Millionaire adventurer Steve Fossett broke his personal record for the longest-duration balloon flight and picked up a fast wind Friday that doubled his speed on his round-the-world quest.

At midday, the Chicago financier was traveling east over the Indian Ocean, 2,000 miles west of Australia, in his bid to become the first person to fly nonstop around the globe in a balloon.He had been in the air for close to seven days, surpassing the personal best of six days, two hours and 54 minutes, set in January 1997.

Fossett still has a few more days to go before breaking the longest-lasting flight ever. That record, of nine days, 17 hours and 55 minutes, was set in January by Swiss pilot Bertrand Piccard and his crew. Piccard's round-the-world bid was abandoned when China balked at allowing him into its airspace.

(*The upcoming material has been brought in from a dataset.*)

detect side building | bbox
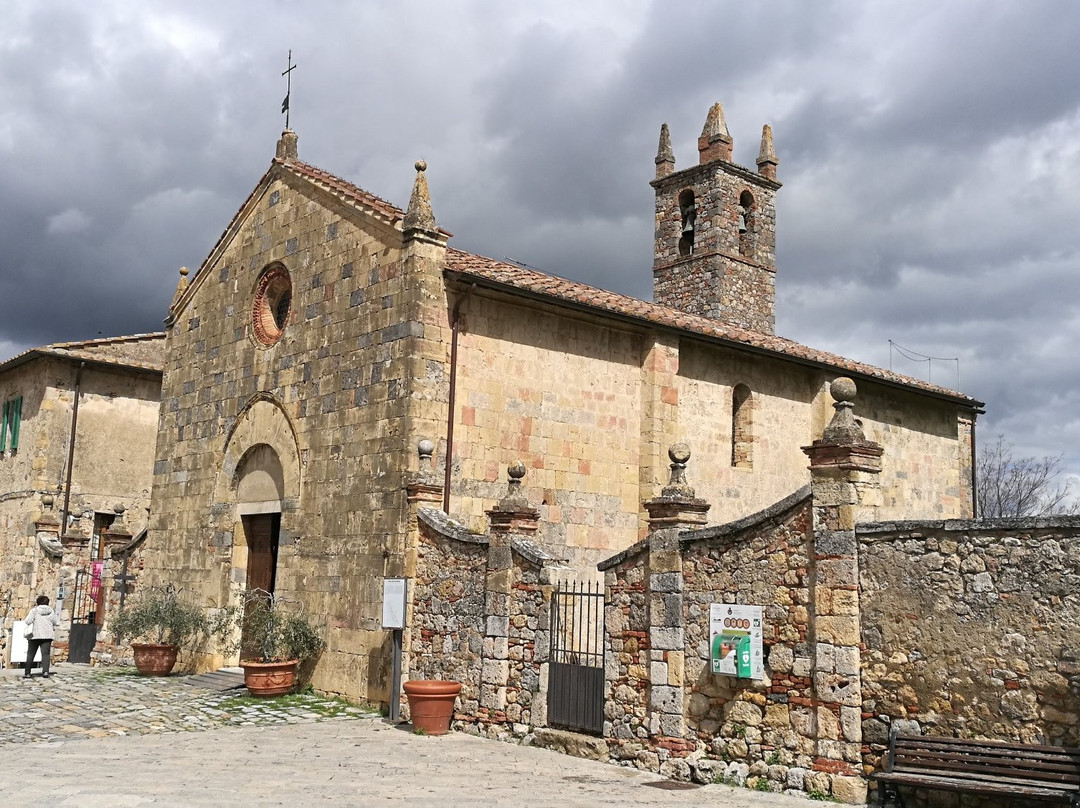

Alan Blount, director of Fossett's control center at Washington University in St. Louis, was confident Fossett could break Piccard's record.

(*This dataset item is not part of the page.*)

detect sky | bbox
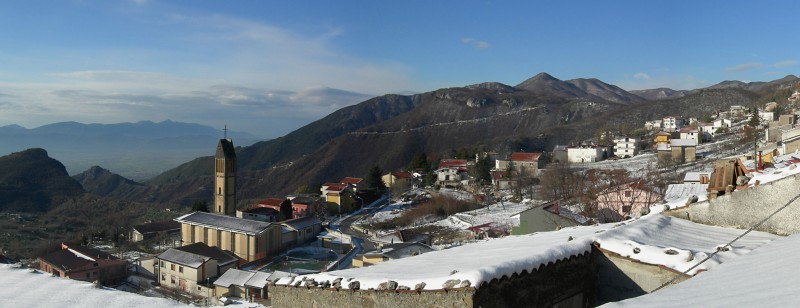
[0,0,799,138]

"Steve sent a letter to a competitor that says he has the fuel and the equipment to go all the way," Blount said. "That tells us two things: He's confident in his equipment, and he's focused on the goal."

On Friday afternoon, Fossett sped up to 75 mph on a wind that saved him from a high-pressure system that would have kept him going in circles and used up precious fuel for the heater that keeps the balloon aloft.